Последний поцелуй – как последний глоток воздуха, когда любовь еще остается любовью. Последний поцелуй. Последнее объятие. Агония.
…которая тянулась – страшно вспомнить и невозможно забыть! – полтора года. В поселке появилась автобусная станция и бюро проката. Тетушка Катрина стала ходить с палкой: артрит. Иногда мелькала иллюзия, что вот-вот вернется магия «нашего» дома, но… чужая мебель отказывалась притворяться своей, двери недовольно скрипели, море равнодушно шуршало, выплевывая колтуны водорослей.

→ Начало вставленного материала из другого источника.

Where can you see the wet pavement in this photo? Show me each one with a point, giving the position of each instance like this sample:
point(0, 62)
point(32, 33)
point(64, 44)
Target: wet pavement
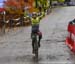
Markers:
point(15, 45)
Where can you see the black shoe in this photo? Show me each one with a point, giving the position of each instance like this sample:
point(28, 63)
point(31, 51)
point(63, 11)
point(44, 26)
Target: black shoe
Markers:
point(33, 51)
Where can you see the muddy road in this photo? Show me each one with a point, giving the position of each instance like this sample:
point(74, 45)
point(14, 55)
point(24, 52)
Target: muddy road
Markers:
point(15, 46)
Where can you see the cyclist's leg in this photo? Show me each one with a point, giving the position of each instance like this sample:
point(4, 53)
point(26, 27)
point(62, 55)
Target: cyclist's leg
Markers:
point(40, 37)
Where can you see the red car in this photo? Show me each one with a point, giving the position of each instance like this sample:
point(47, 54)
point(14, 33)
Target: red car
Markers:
point(70, 40)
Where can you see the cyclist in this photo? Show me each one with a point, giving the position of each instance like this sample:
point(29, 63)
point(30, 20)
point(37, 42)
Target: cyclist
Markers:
point(35, 20)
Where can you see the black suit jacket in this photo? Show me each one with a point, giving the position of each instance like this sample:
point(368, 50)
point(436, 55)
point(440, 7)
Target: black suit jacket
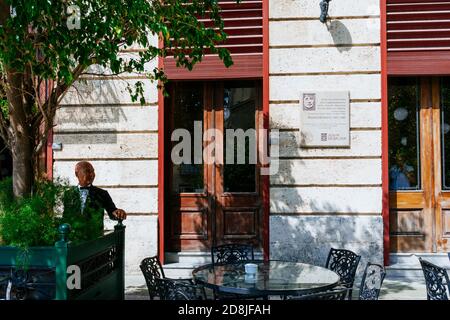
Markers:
point(97, 199)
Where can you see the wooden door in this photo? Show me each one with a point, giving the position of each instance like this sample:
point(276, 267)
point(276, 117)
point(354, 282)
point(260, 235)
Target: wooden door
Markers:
point(210, 202)
point(238, 212)
point(419, 199)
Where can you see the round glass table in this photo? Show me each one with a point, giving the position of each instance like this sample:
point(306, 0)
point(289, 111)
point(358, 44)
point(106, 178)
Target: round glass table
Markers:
point(271, 278)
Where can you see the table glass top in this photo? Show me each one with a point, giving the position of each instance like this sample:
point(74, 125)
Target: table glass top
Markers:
point(271, 276)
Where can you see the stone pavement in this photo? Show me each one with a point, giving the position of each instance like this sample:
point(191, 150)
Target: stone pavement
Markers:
point(393, 288)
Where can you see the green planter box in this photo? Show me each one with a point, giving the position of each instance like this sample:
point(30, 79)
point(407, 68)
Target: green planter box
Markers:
point(100, 262)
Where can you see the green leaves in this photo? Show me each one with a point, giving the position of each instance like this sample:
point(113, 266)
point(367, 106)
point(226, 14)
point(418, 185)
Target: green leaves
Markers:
point(45, 35)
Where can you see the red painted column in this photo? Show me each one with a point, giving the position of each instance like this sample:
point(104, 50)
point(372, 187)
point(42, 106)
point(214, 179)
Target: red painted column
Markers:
point(384, 134)
point(266, 179)
point(161, 167)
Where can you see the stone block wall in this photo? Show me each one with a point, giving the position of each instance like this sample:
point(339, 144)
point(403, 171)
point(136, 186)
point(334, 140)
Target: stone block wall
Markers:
point(329, 197)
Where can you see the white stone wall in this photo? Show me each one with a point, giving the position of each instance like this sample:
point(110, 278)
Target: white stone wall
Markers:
point(99, 122)
point(323, 198)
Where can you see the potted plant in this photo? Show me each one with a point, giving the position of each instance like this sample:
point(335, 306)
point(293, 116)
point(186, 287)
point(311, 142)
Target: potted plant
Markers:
point(43, 257)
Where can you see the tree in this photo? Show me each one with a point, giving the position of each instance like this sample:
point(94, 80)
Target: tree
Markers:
point(58, 41)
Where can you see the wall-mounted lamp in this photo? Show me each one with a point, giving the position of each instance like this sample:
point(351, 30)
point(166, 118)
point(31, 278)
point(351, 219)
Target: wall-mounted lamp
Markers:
point(324, 4)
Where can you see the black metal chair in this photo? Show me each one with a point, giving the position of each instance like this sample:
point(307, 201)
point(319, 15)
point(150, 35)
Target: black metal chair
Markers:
point(229, 253)
point(152, 269)
point(436, 280)
point(344, 263)
point(337, 294)
point(371, 282)
point(171, 289)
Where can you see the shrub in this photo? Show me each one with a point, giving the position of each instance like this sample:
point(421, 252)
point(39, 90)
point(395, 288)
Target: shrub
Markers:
point(34, 220)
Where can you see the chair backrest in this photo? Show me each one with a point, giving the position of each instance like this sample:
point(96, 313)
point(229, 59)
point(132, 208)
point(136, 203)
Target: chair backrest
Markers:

Все здесь было взято напрокат: чужой дом, чужая мебель, чужой муж.
Кончался отпуск, они разъезжались по домам. Игорь мог приехать внезапно и позвонить прямо с вокзала, что означало субботу и воскресенье вместе, если удавалось раздобыть ключ. Однако праздника в чужой квартире не получалось, даже праздника напрокат – он ушел, исчез, оставив чувство вины, страх и чужие стены. Ничего не менялось, потому что измениться могло только к худшему. Ждать было нечего – можно было только бежать, устраниться.
Перестала отвечать на письма, не подходила к телефону. Научилась вязать и вязала страстно, остервенело, с какой-то ожесточенностью: шарфы, свитера, какие-то дурацкие жилетки… Вязала, как другие пьют; вязальный запой.
…Чего ей стоило выздоровление от этой виноватой, тайной любви, Юлька никому не рассказывала. Страх, вина и горечь – с кем такое разделишь? Грех переживают в одиночку. Она чувствовала себя пустой, никчемной и старой. Как-то в трамвае к ней подошла молодая цыганка с красивым и наглым лицом.
– Дай погадаю!
– Спасибо, не надо.
– Ну дай погадаю! – напирала та.
Юля отвернулась к окну. Цыганка жестко дернула за плечо:
– Дай погадаю: все знаю про тебя.
– Не надо.
Цыганка сделала резкий жест, словно хотела ударить:
– Ну тогда рубль давай, а то сейчас как дуну-плюну, так и забеременеешь!
Юля вскочила, оттолкнув наглую дрянь, и выбежала из трамвая под чей-то громкий смех.